Texto publicado por Jaime Nelson Arboleda Barrera

De como los indios desaparecieron por la escala dorada.

ESTA ES LA HISTORIA DE COMO LOS INDIOS DESAPARECIERON POR LA ESCALA DORADA
Cuando los españoles llegaron, empezaron a destruir poblados y a llevarse el oro y los objetos, que para los indios eran parte de su vida diaria. Muchos pueblos fueron incendiados, saqueadas las tumbas y los templos, teniendo los indios que huir a las montañas para no ser asesinados, o que los convirtieran en esclavos.
La mayoría de los poblados quedaron vacíos y los españoles destruyeron los ranchos y los lugares en donde los indios daban culto a sus dioses, que eran muchos, y para los cuales hacían lindísimos collares, estatuillas y figuritas de oro, que los españoles robaban para convertirlos en ladrillos de oro, que luego enviaban a España.
Entre las historias más bonitas de aquella época está la de cómo los indios cabécares desaparecieron por la escala dorada. Sucedió que los españoles se apoderaron de la mayoría de los indios cabécares y los enviaron a Tucurrique y a Orosí, para ponerlos a trabajar como siervos, construyendo casas, trabajando la tierra y mezclándola con boñiga para hacer iglesias. Pero las gentes se escapaban a menudo y entonces los españoles las perseguían con perros, a los cuales enseñaron a oler sólo a los indios.
Los cabécares se escondían en los bosques y allí trataban de hacer otros caseríos, pero los españoles los buscaban y les volvían a destruir los poblados, echándoles siempre los perros, disparándoles con arcabuces o quemando los plantíos de maíz y cacao.
La guerra entre españoles y cabécares duró varios meses. Los españoles tenían muchas ventajas sobre los indios, pero éstos conocían mejor los parajes y se escondían por semanas entre la montaña, hasta que el olor los delataba y los perros empezaban a buscarlos por entre arbustos y laderas.
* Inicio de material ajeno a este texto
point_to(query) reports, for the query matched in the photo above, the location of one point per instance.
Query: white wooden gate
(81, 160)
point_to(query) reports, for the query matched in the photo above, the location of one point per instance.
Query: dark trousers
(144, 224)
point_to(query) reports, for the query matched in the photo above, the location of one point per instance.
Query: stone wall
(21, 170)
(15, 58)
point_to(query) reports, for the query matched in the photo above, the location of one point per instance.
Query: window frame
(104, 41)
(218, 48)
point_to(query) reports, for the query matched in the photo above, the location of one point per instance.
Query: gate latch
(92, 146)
Los indios algunas veces conseguían matar a los perros con flechas, pero entonces los españoles inventaron pequeñas armaduras para los perros, que así se protegían de las flechas de los indios.
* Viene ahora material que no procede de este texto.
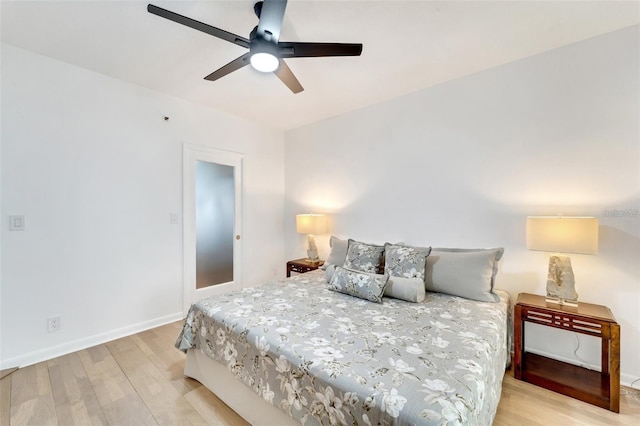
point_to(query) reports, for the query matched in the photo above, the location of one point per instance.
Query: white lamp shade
(561, 234)
(314, 224)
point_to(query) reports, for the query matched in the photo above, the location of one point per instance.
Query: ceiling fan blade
(285, 74)
(192, 23)
(271, 16)
(232, 66)
(292, 49)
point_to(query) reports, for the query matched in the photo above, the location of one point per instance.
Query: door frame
(190, 155)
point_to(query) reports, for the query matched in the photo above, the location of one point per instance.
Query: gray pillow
(363, 257)
(338, 252)
(468, 273)
(409, 289)
(359, 284)
(405, 261)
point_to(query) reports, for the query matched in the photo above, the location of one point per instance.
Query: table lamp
(311, 224)
(562, 234)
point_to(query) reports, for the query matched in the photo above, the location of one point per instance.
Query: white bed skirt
(243, 400)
Fue por esa fecha cuando los indios quisieron agruparse y dar las últimas batallas contra los invasores, pero no tenían buenas armas y estaban enfermos y cansados de tanto huir por las montañas, como si sus tierras y los árboles y el cielo fueran de otras personas. Los indios no tenían ya ni templos, ni ranchos, ni cementerios, ni pozos, sino que lo único que conservaban eran las flechas, el taparrabo y la estera, la cual llevaban hecha un motete en la espalda. Se alimentaban de animales salvajes —cuando podían— y tomaban frutas de los árboles y las plantas que aún les daban afecto, y que crecían a las orillas de los ríos.
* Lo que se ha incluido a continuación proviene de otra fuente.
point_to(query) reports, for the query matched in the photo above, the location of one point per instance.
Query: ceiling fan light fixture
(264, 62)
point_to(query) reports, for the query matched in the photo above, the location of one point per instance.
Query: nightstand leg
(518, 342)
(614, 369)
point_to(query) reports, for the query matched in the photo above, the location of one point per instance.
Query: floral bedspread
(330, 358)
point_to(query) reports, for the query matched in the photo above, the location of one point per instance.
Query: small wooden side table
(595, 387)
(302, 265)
Pero estas guerras siempre tienen su final. Un día se reunieron varios grupos de cabécares, en un vallecito, y allí decidieron organizarse para hacer frente al poder del invasor, sobre todo después de haber comprendido de que Sibú los había olvidado, o se había cambiado de bando, porque no daban en esta guerra con algún gane y estaban casi diezmados por las enfermedades. Estando sumidos en esas conversaciones, descansando sobre la hierba, escucharon el sonido de los caballos y el cercano latir de los perros que, escandalosos y bravos, rastreaban el olor de los indios. Estos, al oír la algarabía, se echaron a correr por todo el valle, hasta llegar a un inmenso río, con una cascada lindísima y se preparaban ya a cruzarlo hasta la otra orilla, cuando cayó desde arriba de la cascada una escalera dorada, llegándose los indios hasta ella, subiendo y subiendo y subiendo, hasta llegar al cielo.
Y los españoles que se quedan boquiabiertos, viendo cómo los cabécares suben por la escala dorada y cómo ante sus propios ojos se perdían entre las nubes. Cuando desapareció el último, la escalera se esfumó y todo volvió a ser igual: el río, la cascada, el valle y los ladridos de los perros furiosos. Por supuesto que cuando los españoles contaron la historia, nadie se las creyó, cuando no fueran los perros que, malhumorados, no tuvieron ya mucho trabajo qué hacer, hasta que un día los españoles decidieron comérselos, mientras los cabécares, en lo alto de la escalera dorada, se reían a veces, de españoles, perros y armaduras.